Blowing up CSR leaves a lot of fingerprints. The GOP goal is to kill the ACA without getting blamed for it. That is why the 1/20/17 executive order tells HHS to use all discretion to waive as much as they can which really means issuing hardship exemptions to anyone who asks. That could kill the risk pool and drive insurers away in 2018 but the fingerprints are not bloody and they are not holding a smoking gun that everyone saw them fire.
CSR is bloody obvious what they did and who did it. It assigns blame straight up.
StringOnAStick
@David Anderson: Which path the rethuglicans take probably depends on how quickly they feel they are losing control over the situation.
feckless
Prophecy:
They will keep sending subsidy checks to the Insurance companies, long after the exchanges have been obliterated.
ProudGradofCatLadyAcademy
Dave:
What are the chances that the Insurers will not stand for the CSR being shredded and send in the lobbyists? I am thinking UHC will never stand for shenanigans of this sort for this year. We submit next year’s plans, rates and so forth pretty early in the current year to the states and the federal government. Our projected revenues would be so skewed for 2017 if they got rid of the CSR now. In 2018, that’s a different story.

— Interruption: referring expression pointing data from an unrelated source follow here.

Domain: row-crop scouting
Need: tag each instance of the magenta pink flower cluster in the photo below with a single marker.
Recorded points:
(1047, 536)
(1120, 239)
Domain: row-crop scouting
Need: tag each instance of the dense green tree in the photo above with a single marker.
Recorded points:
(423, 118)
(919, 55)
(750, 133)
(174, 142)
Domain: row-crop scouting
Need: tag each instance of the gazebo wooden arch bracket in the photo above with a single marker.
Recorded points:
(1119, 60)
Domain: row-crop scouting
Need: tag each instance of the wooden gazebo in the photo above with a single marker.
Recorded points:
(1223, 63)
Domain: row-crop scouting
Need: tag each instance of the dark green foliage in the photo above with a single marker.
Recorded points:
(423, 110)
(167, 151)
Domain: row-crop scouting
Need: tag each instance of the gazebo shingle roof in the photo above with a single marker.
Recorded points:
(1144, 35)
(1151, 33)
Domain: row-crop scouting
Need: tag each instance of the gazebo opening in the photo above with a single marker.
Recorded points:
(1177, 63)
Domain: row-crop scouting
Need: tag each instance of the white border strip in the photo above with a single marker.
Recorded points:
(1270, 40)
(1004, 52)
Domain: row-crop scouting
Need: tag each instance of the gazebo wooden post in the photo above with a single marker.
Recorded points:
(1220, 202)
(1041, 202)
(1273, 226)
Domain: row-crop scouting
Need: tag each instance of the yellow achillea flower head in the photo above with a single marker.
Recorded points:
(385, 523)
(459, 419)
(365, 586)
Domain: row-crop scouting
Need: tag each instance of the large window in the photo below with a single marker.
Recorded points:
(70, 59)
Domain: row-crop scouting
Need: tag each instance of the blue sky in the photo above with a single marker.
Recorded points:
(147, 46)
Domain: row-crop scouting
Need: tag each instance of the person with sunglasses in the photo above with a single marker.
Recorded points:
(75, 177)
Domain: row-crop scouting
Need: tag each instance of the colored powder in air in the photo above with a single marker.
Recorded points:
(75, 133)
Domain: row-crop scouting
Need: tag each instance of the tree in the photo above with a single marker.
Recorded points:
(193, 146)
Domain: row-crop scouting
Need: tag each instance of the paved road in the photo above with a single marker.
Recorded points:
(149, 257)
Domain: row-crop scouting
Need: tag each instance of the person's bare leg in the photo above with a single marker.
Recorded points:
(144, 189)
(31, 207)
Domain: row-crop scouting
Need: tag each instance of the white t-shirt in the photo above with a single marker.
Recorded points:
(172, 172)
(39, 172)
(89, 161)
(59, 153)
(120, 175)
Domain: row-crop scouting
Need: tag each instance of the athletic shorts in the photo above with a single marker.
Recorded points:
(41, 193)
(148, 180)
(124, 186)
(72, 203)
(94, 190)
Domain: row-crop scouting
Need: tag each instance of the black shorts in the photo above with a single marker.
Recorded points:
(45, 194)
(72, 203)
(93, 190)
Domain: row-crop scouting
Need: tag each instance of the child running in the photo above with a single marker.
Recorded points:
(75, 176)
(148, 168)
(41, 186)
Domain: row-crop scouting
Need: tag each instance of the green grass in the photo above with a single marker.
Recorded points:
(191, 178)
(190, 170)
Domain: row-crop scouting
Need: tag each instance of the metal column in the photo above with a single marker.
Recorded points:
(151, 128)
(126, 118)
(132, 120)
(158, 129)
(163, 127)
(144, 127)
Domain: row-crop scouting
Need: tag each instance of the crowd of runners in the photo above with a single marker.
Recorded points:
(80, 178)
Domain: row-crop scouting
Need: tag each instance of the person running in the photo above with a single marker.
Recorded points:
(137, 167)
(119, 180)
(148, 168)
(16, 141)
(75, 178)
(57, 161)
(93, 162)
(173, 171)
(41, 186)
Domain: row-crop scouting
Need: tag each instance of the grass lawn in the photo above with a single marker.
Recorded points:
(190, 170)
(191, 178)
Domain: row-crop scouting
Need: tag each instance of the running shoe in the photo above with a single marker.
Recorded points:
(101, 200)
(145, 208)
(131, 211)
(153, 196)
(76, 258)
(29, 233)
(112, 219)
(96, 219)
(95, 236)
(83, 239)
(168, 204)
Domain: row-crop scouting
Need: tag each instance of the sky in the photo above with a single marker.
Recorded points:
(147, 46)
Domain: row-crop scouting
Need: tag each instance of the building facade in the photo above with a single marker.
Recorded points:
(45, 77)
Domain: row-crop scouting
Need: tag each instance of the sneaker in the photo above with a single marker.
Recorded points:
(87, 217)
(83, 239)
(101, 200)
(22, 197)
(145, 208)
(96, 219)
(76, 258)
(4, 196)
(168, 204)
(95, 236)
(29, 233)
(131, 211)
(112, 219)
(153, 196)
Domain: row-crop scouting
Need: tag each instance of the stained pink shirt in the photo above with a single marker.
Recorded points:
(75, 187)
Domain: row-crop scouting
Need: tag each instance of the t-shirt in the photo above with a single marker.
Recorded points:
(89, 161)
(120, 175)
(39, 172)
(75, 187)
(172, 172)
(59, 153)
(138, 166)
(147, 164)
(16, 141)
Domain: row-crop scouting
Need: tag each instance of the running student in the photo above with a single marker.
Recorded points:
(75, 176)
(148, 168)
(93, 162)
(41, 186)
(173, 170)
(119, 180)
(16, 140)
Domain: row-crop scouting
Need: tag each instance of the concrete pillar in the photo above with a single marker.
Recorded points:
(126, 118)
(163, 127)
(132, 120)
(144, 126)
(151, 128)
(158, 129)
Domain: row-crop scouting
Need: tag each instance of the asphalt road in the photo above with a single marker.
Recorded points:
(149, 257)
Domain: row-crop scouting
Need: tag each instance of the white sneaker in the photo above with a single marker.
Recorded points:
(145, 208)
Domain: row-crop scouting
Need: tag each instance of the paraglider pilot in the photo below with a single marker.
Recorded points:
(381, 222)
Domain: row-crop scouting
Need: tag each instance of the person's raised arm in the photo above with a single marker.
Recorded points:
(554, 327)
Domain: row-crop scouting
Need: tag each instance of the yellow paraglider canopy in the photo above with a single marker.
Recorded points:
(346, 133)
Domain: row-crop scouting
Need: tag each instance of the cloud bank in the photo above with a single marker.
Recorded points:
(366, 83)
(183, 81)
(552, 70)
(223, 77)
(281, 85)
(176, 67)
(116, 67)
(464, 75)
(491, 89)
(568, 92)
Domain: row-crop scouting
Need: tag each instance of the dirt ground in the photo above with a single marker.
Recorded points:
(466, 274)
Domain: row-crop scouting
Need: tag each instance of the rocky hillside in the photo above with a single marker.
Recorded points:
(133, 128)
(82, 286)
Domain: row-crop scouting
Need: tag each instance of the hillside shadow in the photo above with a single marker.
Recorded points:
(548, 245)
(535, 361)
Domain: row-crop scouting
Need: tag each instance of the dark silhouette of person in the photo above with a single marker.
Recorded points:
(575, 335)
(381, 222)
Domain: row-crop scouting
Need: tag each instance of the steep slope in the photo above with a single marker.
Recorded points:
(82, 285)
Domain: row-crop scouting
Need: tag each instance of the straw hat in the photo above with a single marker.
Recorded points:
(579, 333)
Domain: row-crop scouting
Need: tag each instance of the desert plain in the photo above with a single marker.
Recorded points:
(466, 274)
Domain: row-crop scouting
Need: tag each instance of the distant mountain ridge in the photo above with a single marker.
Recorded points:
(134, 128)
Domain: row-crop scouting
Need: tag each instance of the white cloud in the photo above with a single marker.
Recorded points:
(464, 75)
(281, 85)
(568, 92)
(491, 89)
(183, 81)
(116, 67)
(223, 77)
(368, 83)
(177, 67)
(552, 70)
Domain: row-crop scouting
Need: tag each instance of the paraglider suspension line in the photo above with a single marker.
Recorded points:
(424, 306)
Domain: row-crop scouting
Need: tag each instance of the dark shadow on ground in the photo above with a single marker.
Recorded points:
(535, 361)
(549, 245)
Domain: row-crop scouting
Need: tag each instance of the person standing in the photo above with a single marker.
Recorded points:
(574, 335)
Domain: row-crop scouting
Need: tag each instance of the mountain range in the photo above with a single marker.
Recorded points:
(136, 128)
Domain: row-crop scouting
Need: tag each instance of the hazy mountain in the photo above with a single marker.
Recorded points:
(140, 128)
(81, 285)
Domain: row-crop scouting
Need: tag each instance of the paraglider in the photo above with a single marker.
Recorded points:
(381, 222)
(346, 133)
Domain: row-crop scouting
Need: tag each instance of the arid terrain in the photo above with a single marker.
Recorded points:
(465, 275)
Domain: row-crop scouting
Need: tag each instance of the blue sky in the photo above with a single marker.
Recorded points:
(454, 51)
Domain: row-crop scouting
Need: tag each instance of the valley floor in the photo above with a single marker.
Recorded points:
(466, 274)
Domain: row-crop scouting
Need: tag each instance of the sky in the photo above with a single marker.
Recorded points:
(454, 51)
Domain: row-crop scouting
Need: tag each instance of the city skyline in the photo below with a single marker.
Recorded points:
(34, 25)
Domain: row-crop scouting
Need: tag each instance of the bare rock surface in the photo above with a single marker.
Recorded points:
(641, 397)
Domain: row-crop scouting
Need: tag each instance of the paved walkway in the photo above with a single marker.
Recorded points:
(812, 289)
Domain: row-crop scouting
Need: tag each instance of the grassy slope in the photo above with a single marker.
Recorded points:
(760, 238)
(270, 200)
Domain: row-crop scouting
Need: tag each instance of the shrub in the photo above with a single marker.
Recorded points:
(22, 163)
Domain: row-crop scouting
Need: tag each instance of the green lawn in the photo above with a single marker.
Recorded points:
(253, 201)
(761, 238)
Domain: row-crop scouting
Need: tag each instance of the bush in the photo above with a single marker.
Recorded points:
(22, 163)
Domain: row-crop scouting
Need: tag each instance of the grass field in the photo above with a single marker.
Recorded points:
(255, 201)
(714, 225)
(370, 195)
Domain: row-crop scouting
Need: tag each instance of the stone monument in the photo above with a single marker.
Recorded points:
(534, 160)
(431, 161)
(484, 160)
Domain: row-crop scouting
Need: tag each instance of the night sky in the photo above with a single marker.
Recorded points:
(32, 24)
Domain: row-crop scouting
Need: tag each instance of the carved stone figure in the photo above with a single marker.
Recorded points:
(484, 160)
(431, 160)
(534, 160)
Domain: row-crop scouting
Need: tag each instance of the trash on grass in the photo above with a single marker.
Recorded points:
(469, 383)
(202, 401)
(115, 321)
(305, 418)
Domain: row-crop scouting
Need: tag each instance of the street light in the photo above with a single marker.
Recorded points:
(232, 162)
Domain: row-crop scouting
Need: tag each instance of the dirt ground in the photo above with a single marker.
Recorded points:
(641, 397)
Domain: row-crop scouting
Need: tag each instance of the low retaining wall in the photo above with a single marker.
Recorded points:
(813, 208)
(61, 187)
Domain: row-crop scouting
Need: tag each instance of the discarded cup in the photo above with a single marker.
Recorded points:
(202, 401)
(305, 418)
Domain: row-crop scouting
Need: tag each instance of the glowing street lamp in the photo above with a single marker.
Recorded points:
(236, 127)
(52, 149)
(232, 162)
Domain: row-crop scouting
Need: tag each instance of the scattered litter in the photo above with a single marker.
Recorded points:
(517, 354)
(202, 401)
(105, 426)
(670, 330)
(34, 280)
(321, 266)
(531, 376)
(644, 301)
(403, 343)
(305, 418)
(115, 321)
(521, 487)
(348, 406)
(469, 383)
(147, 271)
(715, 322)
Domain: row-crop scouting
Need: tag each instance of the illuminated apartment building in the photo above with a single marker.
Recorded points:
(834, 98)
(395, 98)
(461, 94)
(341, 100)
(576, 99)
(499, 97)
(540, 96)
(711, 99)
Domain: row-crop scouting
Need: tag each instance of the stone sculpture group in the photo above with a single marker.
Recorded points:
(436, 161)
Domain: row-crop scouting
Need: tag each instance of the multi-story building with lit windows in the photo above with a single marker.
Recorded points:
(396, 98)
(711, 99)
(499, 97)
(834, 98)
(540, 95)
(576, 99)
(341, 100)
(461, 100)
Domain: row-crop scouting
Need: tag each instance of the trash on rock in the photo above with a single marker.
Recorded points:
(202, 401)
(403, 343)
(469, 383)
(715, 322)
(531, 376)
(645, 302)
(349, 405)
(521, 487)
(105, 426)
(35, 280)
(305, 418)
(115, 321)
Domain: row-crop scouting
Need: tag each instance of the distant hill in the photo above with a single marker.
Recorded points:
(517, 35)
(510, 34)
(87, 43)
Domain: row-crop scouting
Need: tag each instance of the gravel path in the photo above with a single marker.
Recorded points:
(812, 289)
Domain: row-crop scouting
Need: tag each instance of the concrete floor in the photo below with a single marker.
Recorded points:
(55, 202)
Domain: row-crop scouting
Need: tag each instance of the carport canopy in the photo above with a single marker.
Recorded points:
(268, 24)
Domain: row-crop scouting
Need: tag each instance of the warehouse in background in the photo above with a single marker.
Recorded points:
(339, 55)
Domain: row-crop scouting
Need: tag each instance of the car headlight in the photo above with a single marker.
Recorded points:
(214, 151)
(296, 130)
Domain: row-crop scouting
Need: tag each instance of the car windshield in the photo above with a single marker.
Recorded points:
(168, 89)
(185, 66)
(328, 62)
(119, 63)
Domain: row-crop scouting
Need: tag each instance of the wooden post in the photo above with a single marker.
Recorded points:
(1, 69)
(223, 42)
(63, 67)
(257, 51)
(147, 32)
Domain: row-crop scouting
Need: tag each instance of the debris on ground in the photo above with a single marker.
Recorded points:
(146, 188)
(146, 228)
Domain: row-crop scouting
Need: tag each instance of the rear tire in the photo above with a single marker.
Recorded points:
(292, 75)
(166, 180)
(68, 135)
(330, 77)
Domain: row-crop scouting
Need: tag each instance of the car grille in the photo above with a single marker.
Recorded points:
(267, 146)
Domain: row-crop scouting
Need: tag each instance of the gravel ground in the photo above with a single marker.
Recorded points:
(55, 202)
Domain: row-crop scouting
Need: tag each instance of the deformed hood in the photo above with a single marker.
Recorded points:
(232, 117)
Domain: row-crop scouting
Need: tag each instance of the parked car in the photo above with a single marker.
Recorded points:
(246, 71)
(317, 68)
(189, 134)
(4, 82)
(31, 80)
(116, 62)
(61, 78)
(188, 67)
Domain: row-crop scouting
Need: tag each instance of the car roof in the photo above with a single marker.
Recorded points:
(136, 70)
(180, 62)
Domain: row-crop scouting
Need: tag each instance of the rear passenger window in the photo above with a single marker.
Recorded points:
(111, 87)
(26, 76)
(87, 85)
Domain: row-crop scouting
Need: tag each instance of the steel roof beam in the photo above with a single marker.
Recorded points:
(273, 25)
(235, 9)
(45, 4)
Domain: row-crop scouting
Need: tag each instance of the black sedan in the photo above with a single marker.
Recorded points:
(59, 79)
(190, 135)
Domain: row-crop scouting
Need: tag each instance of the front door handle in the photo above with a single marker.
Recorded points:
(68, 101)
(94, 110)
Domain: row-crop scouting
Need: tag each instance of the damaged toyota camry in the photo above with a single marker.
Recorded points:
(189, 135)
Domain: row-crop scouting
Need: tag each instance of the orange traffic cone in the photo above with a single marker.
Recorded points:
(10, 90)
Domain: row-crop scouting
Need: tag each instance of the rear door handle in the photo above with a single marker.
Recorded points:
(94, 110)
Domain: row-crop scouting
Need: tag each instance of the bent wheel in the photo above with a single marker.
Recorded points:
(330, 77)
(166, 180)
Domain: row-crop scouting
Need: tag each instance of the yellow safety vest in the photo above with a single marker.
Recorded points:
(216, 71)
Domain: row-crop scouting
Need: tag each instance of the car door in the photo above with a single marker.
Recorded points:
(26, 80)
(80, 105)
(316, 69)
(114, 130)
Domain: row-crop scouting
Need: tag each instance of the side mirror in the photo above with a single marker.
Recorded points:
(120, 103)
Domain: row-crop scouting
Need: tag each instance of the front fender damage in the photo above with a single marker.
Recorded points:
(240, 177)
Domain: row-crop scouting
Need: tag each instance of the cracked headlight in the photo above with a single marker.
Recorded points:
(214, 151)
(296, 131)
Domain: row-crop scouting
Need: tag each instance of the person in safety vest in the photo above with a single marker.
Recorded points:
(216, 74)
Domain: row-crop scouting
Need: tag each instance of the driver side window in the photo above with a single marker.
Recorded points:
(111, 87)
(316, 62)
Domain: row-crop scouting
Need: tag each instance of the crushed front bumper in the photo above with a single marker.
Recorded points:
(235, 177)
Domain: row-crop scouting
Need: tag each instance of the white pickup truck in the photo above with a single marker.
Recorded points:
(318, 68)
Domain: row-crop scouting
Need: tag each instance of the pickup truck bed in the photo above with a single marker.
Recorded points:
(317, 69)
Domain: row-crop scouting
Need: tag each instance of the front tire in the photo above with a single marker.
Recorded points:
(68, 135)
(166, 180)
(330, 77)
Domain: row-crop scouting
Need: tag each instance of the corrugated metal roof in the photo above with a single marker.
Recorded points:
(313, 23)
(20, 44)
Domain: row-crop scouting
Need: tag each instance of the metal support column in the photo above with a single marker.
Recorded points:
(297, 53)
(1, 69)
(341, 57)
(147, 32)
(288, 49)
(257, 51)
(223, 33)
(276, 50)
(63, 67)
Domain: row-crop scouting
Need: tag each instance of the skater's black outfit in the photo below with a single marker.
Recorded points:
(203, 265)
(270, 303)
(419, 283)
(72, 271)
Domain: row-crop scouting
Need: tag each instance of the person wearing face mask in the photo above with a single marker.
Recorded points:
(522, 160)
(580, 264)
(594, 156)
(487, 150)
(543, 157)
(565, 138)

@ Feckless funny you should mention that, without disclosing too much, let’s just say we got our hands slapped for constantly fixing APTCs for 2014 and 2015. Mostly because our billing systems and adequately trained agents leaves a lot to be desired. I shouldn’t complain because our failures in billing is exactly why I have a job, but I wish that it didn’t and our billing systems actually worked.
Graeme Murray
Here’s my healthcare story. I’m 71. I had a massive heart attack in 2008 and a 9 hour open heart surgery to replace valves in 2012, both with long hospital stays and rehabilitation. I have a pacemaker/ defibrillator. I see my family doctor every month and my cardiologist twice a year My family doctor sends me to specialists as required. I take 6 expensive little pills every day. I can get home care if needed. All this costs me nothing because I live in Canada and paid slightly higher taxes during my working life.